Porque de lo que hablo no son de abstracciones sino de hechos.
Cada
persona tiene una historia. La vivimos en carne propia. Una historia de
misterio, de superación, de alegrías y tristezas. Una historia
entretejida con otras, entremezclada, mestiza. No siempre somos los
protagonistas que soñamos. Pero es lo que tenemos. Y en un momento todo
pasa ¿o no? Si la vida es tan corta como a veces parece, sería lógico
pensar que lo mejor es disfrutarla. Porque cada momento forma parte de
nuestra historia, incluso los que nos prestan las otras personas. Nos
los prestan con las emociones que experimentamos al leer un libro,
escuchar una canción, ver una película o un programa. Nos los prestan
con una compañía en un viaje, con un cruce de caminos, con un momento
compartido. No estamos solos, sino que a veces nuestras batallas las
ganan otros. Y no siempre son las personas que pensamos que nos las van a
ganar. Cada día me sorprende la capacidad de conseguir cosas de los
peques. Un momento con ellos vale más que cualquier premio en metálico.
Tienen una inocencia, una pureza ante la vida, que sorprende. Me
maravilla su lógica.
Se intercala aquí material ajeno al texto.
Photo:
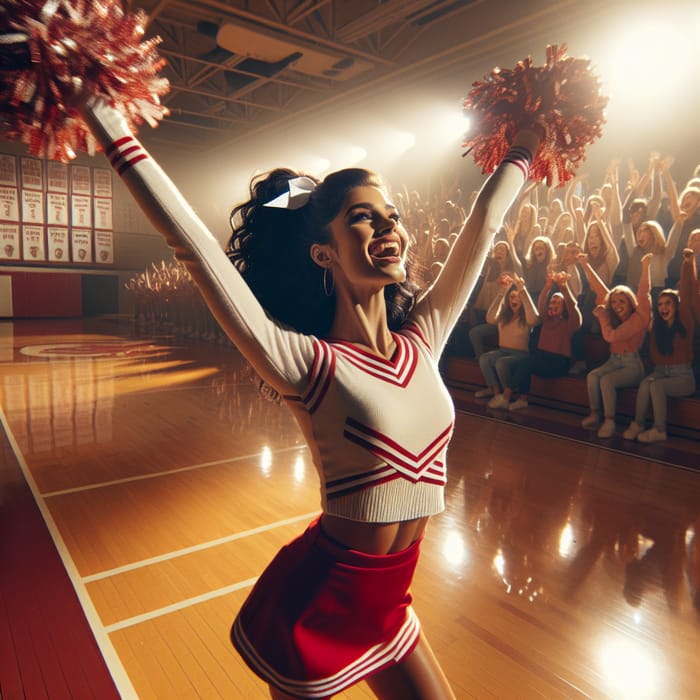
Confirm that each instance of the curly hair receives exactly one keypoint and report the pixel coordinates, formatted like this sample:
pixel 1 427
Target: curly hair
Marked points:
pixel 506 315
pixel 270 247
Ven el misterio como algo normal, sorprendente.
Pueden acostarse por la noche mirando el árbol de Navidad con zapatos
vacíos, despertarse con regalos en esos mismos zapatos y no liarse a
preguntas. ¿Qué ha pasado? Han venido los Reyes. Sin más. Sin menos. Un
adulto, si ocurre algo así, empezaría a darle vueltas al intelecto,
buscando respuestas. Cambiamos la magia por la lógica, las historias por
las cifras, para hacer que controlamos y fijar nuestra atención en otra
cosa. ¿De verdad merece la pena? Creo que salimos perdiendo. Porque el
ser humano no es de cifras sino de historias. Comprobadlo en la próxima
reunión que tengáis. Si empiezas en plan papagayo a soltar cifras, la
gente desconectará. Es a lo que nos han acostumbrado desde pequeños, con
esa manía de que lo importante es lo que recuerdas, esos datos y más
datos. En educación, en vez de enseñarnos a pensar, nos atosigaban con
cifras y más cifras. ¿Alguien se acuerda de esos datos que nos
aprendimos para un examen? Reconozco que mi memoria cada día es peor.
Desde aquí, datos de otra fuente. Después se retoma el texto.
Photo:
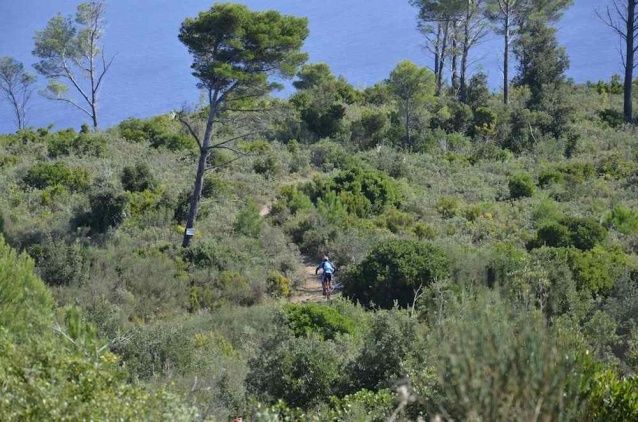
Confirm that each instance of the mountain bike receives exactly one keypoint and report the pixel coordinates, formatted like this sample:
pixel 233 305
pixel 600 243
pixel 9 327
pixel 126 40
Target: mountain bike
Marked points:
pixel 326 284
Quizá es porque esos datos no tienen relevancia para mí. En mi día a
día, no importa si el escritor Fulanito escribió su obra maestra en 1876
o en 1877. Me importa lo que me aportó esa historia, no en qué año se
publicó.
El ser humano aprende con historias y con el paso del
tiempo, pasamos a fijarnos en las cifras. Al menos en nuestra sociedad
occidental es así. Y los que no quieren fijarse en ellas, quien sigue en
las historias, es catalogado de loco o de perder el tiempo. Cuando veo
una casa abandonada, mi mento no ve el edificio que se cae o con peligro
de derrumbe. Mi imaginación va hasta las personas que la habitaron, que
soñaron en ella y que finalmente la abandonaron. Busco la historia, no
la cifra. Y espero que no llegue el día en que me vacune contra ese
ejercicio de búsqueda, en que mi atención se fije en otra cosa.